Ist ein eigenständiger Raum als Arbeitszimmer vorhanden und entsprechend eingerichtet, erfordert ein vollständiger Steuerabzug, dass dieses den Schwerpunkt der beruflichen Tätigkeit darstellt. Das trifft zu, wenn überwiegend von zu Hause aus gearbeitet wird und nur gelegentliche Besuche in der Firma erfolgen. Falls das nicht schon immer so war, sondern erst durch Corona eingetreten ist, ist es sinnvoll, sich vom Arbeitgeber die Arbeitstage zu Hause zu bescheinigen lassen. Voller Abzug bedeutet, dass die Kosten für das Arbeitszimmer in unbegrenzter Höhe abgesetzt werden können. Dazu zählt eine Renovierung des Raums, wie die Wände streichen, einen neuen Boden verlegen und die Ausstattung mit Sichtschutzvorhängen oder Sonnenjalousien.

 

Alle Kosten, die nur anteilig entstanden sind, müssen aufgeteilt werden. Das betrifft die Mietzahlungen, die Schuldzinsen für das Eigenheim und dessen Abschreibung sowie die Verbrauchskosten wie Heizung, Strom und Wasser. Diese Ausgaben werden entsprechend der Fläche des Arbeitszimmers im Verhältnis zur gesamten Wohnfläche für den steuerlichen Abzug erfasst. Selbiges gilt für die Grundsteuer, Müllabfuhr, Kaminkehrer sowie Gebäude- und Hausratversicherungen, also alle Wohnnebenkosten.

 

Beschränkter Abzug des Arbeitszimmers

 

Ist die Firma der Dreh- und Angelpunkt des Berufs und nicht das Homeoffice, bedeutet das noch nicht das steuerliche Aus.

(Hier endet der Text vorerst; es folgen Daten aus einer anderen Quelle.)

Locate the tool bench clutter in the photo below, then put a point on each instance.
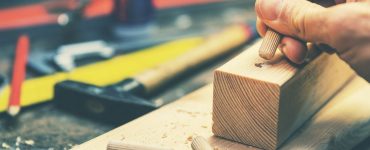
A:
(162, 74)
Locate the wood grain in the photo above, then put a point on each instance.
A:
(118, 145)
(263, 106)
(341, 124)
(175, 124)
(328, 128)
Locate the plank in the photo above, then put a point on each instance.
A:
(341, 124)
(262, 105)
(172, 125)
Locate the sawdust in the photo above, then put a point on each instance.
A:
(5, 145)
(29, 142)
(259, 65)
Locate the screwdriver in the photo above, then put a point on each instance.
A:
(269, 44)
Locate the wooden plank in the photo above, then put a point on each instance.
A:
(341, 124)
(172, 125)
(263, 105)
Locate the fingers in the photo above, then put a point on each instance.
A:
(295, 50)
(297, 18)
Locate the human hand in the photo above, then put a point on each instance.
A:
(344, 26)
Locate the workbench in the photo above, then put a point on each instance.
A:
(177, 123)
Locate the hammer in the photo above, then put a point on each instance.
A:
(124, 101)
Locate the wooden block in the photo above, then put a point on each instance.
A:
(334, 125)
(263, 105)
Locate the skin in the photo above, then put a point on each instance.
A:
(338, 25)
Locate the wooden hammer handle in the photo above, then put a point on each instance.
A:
(269, 44)
(216, 45)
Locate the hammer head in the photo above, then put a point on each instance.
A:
(102, 103)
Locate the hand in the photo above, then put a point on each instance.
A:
(343, 26)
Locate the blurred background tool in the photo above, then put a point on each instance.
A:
(19, 74)
(107, 72)
(127, 96)
(135, 18)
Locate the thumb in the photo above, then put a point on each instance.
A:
(296, 18)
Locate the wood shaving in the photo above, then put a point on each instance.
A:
(259, 65)
(190, 138)
(29, 142)
(5, 145)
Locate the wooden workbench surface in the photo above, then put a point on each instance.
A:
(175, 124)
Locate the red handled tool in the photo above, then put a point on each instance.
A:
(19, 73)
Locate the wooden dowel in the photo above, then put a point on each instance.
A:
(200, 143)
(269, 44)
(118, 145)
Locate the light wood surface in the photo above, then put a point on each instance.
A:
(174, 125)
(214, 46)
(200, 143)
(119, 145)
(263, 105)
(341, 124)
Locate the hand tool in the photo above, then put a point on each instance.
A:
(19, 74)
(123, 101)
(199, 143)
(118, 145)
(67, 56)
(269, 44)
(40, 89)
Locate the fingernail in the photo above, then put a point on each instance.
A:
(269, 9)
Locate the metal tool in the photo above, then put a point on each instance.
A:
(123, 101)
(66, 55)
(269, 44)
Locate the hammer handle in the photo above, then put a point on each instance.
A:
(216, 45)
(269, 44)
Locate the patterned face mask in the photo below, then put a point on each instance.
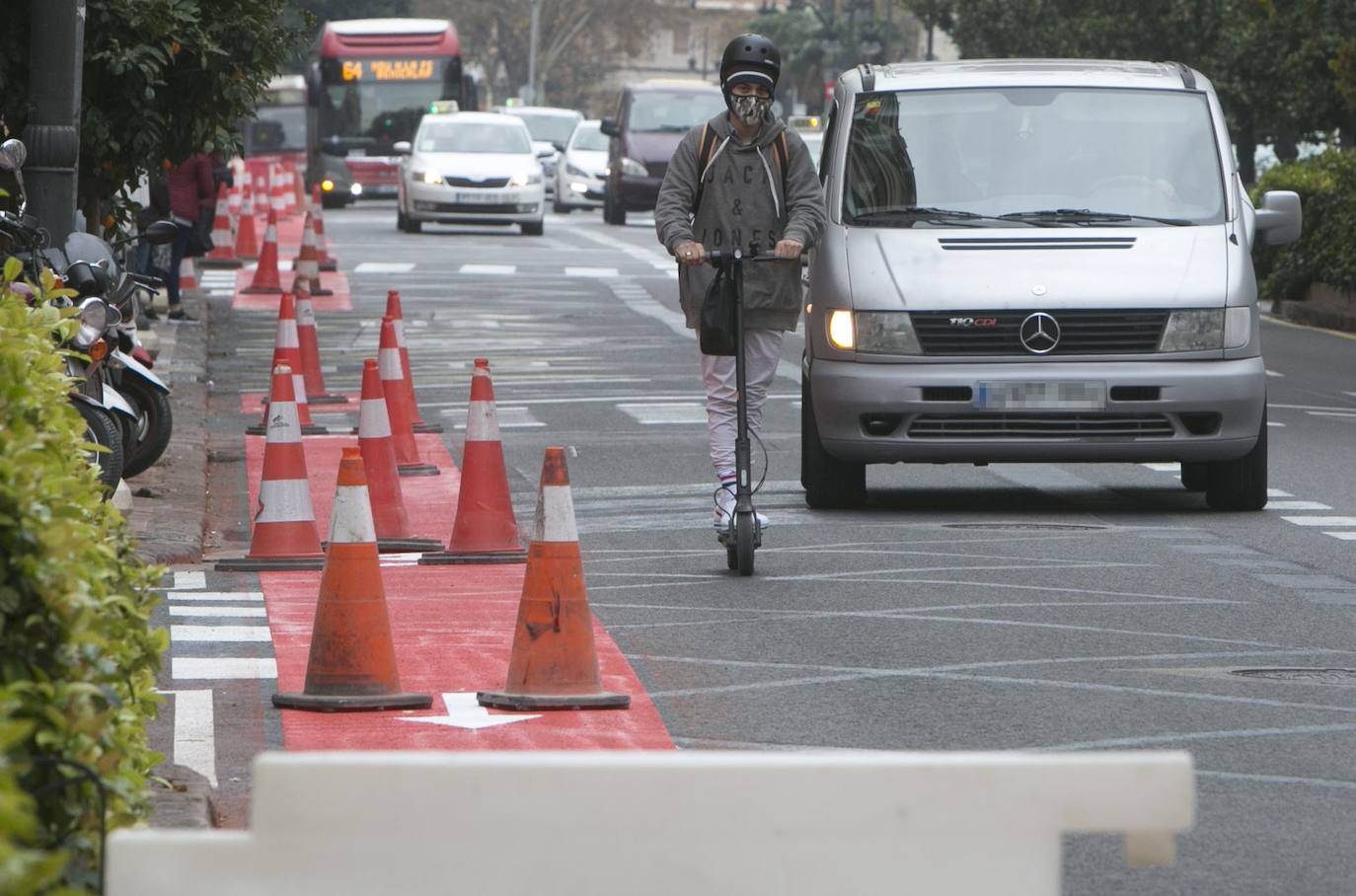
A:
(750, 110)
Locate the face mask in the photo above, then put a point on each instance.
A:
(750, 110)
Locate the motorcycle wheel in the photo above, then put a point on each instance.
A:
(155, 424)
(101, 428)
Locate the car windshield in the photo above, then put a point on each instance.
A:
(547, 127)
(474, 137)
(589, 138)
(1073, 155)
(673, 110)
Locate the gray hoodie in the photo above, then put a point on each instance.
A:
(743, 200)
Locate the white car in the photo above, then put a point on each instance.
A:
(471, 169)
(582, 173)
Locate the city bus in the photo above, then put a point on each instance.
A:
(370, 83)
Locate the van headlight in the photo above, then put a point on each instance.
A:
(1193, 331)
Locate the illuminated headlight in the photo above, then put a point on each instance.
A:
(1193, 331)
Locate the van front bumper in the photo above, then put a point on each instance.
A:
(923, 412)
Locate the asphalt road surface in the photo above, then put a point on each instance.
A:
(1007, 608)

Steht - wenn auch nur vorübergehend - kein Arbeitsplatz in der Firma zur Verfügung, so lassen sich immerhin bis zu 1.250 Euro als Werbungskosten absetzen. Diese Voraussetzung ist erfüllt, wenn der Arbeitgeber die Mitarbeiter während des Lockdowns angewiesen hat, von zu Hause aus zu arbeiten. Hier wird ebenfalls ein eigener Raum als Arbeitszimmer vorausgesetzt.

 

Beim beschränkten Abzug können dieselben Kosten wie beim vollständigen Abzug für die Steuererklärung herangezogen werden, nur dass die Höhe auf 1.250 Euro begrenzt ist. Dieser Höchstbetrag muss nicht auf einzelne Monate umgelegt werden. Wenn die Ausgaben entsprechend hoch waren, lässt sich diese Summe für eine ganz kurze Zeit im Homeoffice voll ausschöpfen. Ausgaben für die Büroeinrichtung, also Schreibtisch, Schreibtischstuhl, Lampe und Ablageregal zählen übrigens zu den Arbeitsmitteln und werden nicht in die 1.250-Euro-Grenze eingerechnet.

 

Unterjährige Corona-Turbulenzen

 

Der berufliche Mittelpunkt kann sich innerhalb eines Jahres mehrmals verschieben. Eine Lehrerin zum Beispiel kann ihr Arbeitszimmer in normalen Zeiten mit Präsenzunterricht beschränkt absetzen, da die Schule den beruflichen Schwerpunkt darstellt, sie nachmittags aber keinen Arbeitsplatz in der Schule zur Verfügung hat. Wurde wegen Corona in den Distanzunterricht gewechselt, kann sie vorübergehend das Arbeitszimmer vollständig absetzen, da sie für diesen Zeitraum zu hundert Prozent von zu Hause aus ihrer beruflichen Tätigkeit nachgeht. In der Steuererklärung muss sie monatsweise unterscheiden und die Zeiten der beschränkten und der vollständigen Abziehbarkeit getrennt aufführen. Wäre die Homeoffice-Pauschale vorteilhafter, weil nur geringe Kosten entstanden sind, kann diese stattdessen angesetzt werden. Der Steuerzahler darf die für ihn günstigere Variante auswählen.

 

Arbeitsmittel sind grundsätzlich absetzbar

 

Ganz egal, ob ein Arbeitszimmer vorliegt oder nicht, technische Geräte, die für die Arbeit zu Hause benötigt werden, sind immer als Werbungskosten absetzbar. Werden Laptop, Monitor, Drucker, Headset und Handy beispielsweise fast ausschließlich beruflich genutzt, sind sie voll absetzbar. Während ein neu angeschafftes Smartphone mit einem Kaufpreis über 800 Euro netto über fünf Jahre abgeschrieben werden muss, dürfen PCs und fast alles, was dazugehört, neuerdings sofort für das Anschaffungsjahr abgeschrieben werden.

 

Auch Büromöbel, die für das Arbeitszimmer oder die Arbeitsecke angeschafft wurden, dürfen zusätzlich zu den Kosten des Arbeitszimmers abgezogen werden. Bis zu einem Kaufpreis von 800 Euro sind diese auf einmal abziehbar. Liegen die Anschaffungskosten darüber, müssen sie über dreizehn Jahre verteilt abgeschrieben werden.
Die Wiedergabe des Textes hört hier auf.